A escritora indígena brasileira Lia Minapoty nasceu em 1989, na aldeia Yãbetue’y, área indígena Maraguapajy (país dos Maraguás), que abrange as cidades de Nova Olinda do Norte e Borba, no rio Abacaxis. O povo Maraguá conta hoje com aproximadamente duzentas pessoas, distribuídas em quatro aldeias e seis clãs: Piraguáguá, Aripuñaguá, Çukuyeguá, Pirakeguá, Tawatoguá e Yaguareteguá. Lia nasceu no clã Çukuyêguá e foi integrada ao clã Aripunãguá após seu casamento com o professor, geógrafo e escritor Yaguarê Yamã. O povo Maraguá já foi considerado extinto e seus integrantes eram tidos como parte dos Sateré-Mawé, povo com quem os maraguás têm uma história comum, mas se diferenciam bastante do ponto de vista étnico, linguístico e cultural.

Lia Minapoty cursou o Ensino Fundamental na mesma aldeia onde nasceu e para cursar o Ensino Médio, morou na cidade de Nova Olinda do Norte, no Amazonas. Hoje, a escritora reside com a família na aldeia Yaguawajar, onde trabalha como professora, ensinando crianças que cursam os primeiros anos do Ensino Fundamental. Ela é uma das jovens lideranças do povo Maraguá e trabalha em prol da educação das crianças que, normalmente, chegam de barco à escola. Além de professora, Minapoty atua como secretária da Associação de Mulheres Maraguá (AMIMA) e integra o NEARIN (Núcleo de Escritores e Artistas Indígenas). Artista plástica especializada em grafismos indígenas, a escritora maraguá também trabalha com coleções de plantas e de borboletas. Outra atividade que ela afirma desempenhar com prazer é cuidar de sua família – ser dona de casa.

O seu trabalho como militante pelos direitos dos povos indígenas, e em especial das mulheres, ganhou visibilidade e tem sido valorizado pela comunidade internacional.

Na condição de jovem liderança, a escritora tem papel ativo nas ações em prol da demarcação do território e da reafirmação étnica e cultural da nação Maraguá. Em entrevista à edição londrina da Revista Marie Claire, de agosto de 2009, a escritora foi questionada a respeito de alguns dos problemas que os povos indígenas enfrentam no Brasil, hoje, como por exemplo, os ataques frequentes aos seus territórios, assassinatos de lideranças e diversas ameaças de morte, endereçadas aos militantes e aos defensores das causas dos povos indígenas.

Uma parcela importante da sociedade e da imprensa brasileira associa esse tipo de violência contra os indígenas à prática de políticas de desrespeito, impetradas pelo atual governo de Jair Bolsonaro que ferem os direitos constitucionais desses povos e se materializam, com base em discursos de ódio, de ameaças de liberar a mineração e o extrativismo em terras ocupadas por eles e, principalmente, pelo desmonte das políticas públicas de proteção a esses povos e aos seus territórios.

Houve, no contexto atual, um acirramento das tensões que envolvem as lutas dos povos originários, conforme esclarece Krenak:

Desde o Nordeste até o leste de Minas Gerais, onde fica o rio Doce e a reserva indígena das famílias Krenak, e também na Amazônia, na fronteira do Brasil com o Peru e a Bolívia, no alto Rio Negro, em todos esses lugares as nossas famílias estão passando por um momento de tensão nas relações políticas entre o Estado brasileiro e as sociedades indígenas.
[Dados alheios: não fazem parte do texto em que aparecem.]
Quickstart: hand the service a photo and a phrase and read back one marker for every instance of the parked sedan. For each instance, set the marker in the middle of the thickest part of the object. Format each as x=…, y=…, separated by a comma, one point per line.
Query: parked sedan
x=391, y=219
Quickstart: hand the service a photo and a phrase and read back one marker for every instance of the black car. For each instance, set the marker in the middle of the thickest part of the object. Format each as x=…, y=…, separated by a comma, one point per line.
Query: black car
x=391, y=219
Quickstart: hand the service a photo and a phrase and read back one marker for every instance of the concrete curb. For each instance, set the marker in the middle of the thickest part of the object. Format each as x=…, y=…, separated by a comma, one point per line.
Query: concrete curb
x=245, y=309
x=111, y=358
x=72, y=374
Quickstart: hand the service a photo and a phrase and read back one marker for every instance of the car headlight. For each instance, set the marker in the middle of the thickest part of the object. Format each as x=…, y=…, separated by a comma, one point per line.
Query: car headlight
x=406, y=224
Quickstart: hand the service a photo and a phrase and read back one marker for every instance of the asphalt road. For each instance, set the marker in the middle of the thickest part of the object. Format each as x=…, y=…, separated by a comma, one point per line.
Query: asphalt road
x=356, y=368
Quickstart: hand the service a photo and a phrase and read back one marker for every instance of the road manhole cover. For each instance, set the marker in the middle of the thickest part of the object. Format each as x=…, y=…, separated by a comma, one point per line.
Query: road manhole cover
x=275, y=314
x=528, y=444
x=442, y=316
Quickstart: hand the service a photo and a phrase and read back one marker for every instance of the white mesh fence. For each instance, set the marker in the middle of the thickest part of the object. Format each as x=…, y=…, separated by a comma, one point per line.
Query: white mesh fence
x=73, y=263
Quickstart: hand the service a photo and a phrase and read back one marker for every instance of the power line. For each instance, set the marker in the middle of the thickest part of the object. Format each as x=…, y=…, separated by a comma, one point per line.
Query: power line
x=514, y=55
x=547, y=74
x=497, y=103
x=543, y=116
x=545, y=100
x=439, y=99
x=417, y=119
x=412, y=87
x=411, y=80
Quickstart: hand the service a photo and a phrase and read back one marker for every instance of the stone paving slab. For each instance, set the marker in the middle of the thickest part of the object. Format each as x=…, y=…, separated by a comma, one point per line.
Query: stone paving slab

Essa tensão não é de agora, mas se agravou com as recentes mudanças políticas introduzidas na vida do povo brasileiro, que estão atingindo de forma intensa centenas de comunidades indígenas que nas últimas décadas vêm insistindo para que o governo cumpra o seu dever constitucional de assegurar os direitos desses grupos nos seus locais de origem, identificados no arranjo jurídico do país como terras indígenas. (KRENAK, 2019, p. 37-38).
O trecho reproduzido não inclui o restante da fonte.